Il me semble au contraire indispensable que de réelles politiques publiques plus globales soient déployées. Il est impossible de construire un profil type d’un jeune radicalisé susceptible de participer à des actions terroristes, et cela déboucherait d’ailleurs sur des amalgames. Pour autant, on constate néanmoins qu’ils sont plutôt rares, les universitaires des «beaux quartiers» avec un «bon travail» à partir en Syrie.
Il convient donc d’étudier attentivement les trajectoires individuelles pour analyser les causes de radicalisation. Comme l’ont très bien souligné des sociologues français, comprendre les raisons socio-économiques qui poussent quelqu’un à commettre des actes abominables n’est en rien une justification de ceux-ci [9].
Dans ce contexte, un enseignement laïque, de qualité, pour tous, soucieux d’éduquer à la citoyenneté et au vivre ensemble, s’impose comme une urgence. Cela demandera évidemment des investissements publics, certainement très importants, notamment pour désenclaver des quartiers et des banlieues. Il est surtout impératif qu’on nous propose enfin un réel projet politique émancipateur qui ne laisse personne sur le carreau. Mais ceci est une autre histoire…

Références

[1] Nancy Frasier, « Rethinking the Public Sphere: A Contribution to Critique of Actually Existing Democracy », Habermas and the Public Sphere, Craig J. Calhoun (éd.), MIT Press, 1999.
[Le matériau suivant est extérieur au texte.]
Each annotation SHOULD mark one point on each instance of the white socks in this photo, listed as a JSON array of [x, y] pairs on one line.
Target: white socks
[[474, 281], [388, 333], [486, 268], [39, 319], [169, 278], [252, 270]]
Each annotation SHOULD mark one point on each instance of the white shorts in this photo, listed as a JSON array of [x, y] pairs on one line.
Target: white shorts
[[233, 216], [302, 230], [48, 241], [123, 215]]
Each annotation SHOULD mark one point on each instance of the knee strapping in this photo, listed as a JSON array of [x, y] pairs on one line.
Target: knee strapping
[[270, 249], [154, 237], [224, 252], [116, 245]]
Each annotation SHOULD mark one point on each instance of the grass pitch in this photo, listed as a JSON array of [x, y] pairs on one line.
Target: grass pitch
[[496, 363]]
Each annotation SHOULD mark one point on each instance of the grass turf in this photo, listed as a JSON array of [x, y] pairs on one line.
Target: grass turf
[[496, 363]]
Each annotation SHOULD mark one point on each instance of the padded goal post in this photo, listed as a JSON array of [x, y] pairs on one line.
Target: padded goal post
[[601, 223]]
[2] Manuel Castells, La Société en réseaux, 2e éd, Fayard, 2000.

[3] Peter D. Turney, « Thumbs Up or Thumbs Down? Semantic Orientation Applied to Unsupervised Classification of Reviews », Proceedings of the 40th Annual Meeting on Association for Computational Linguistics, pp. 417–424, 2002.

[4] Stephen B. Wicker, « The Loss of Location Privacy in the Cellular Age », Communications of the ACM, 55(8), pp. 60–68, 2012.

[5] Karl Ricanek, « Beyond Recognition: The Promise of Biometric Analytics », IEEE Computer, 47(9), pp. 87–89, 2014.

[6] Viktor Mayer-Schönberger & Kenneth Cukier, Big Data: A Revolution That Will Transform How We Live, Work, and Think, John Murray, 2013.

[7] Brandon Keim, « Dr. Watson Will See You... Someday », IEEE Spectrum, 52(6), pp. 76–77, 2015.

[8] Javier Parra-Arnau & Claude Castelluccia, «Dataveillance and the False-Positive Paradox», HAL, 2015.

[9] Frédéric Lebaron, Fanny Jedlicki & Laurent Willemez, «La sociologie, ce n’est pas la culture de l’excuse !», Le Monde, 14 décembre 2015.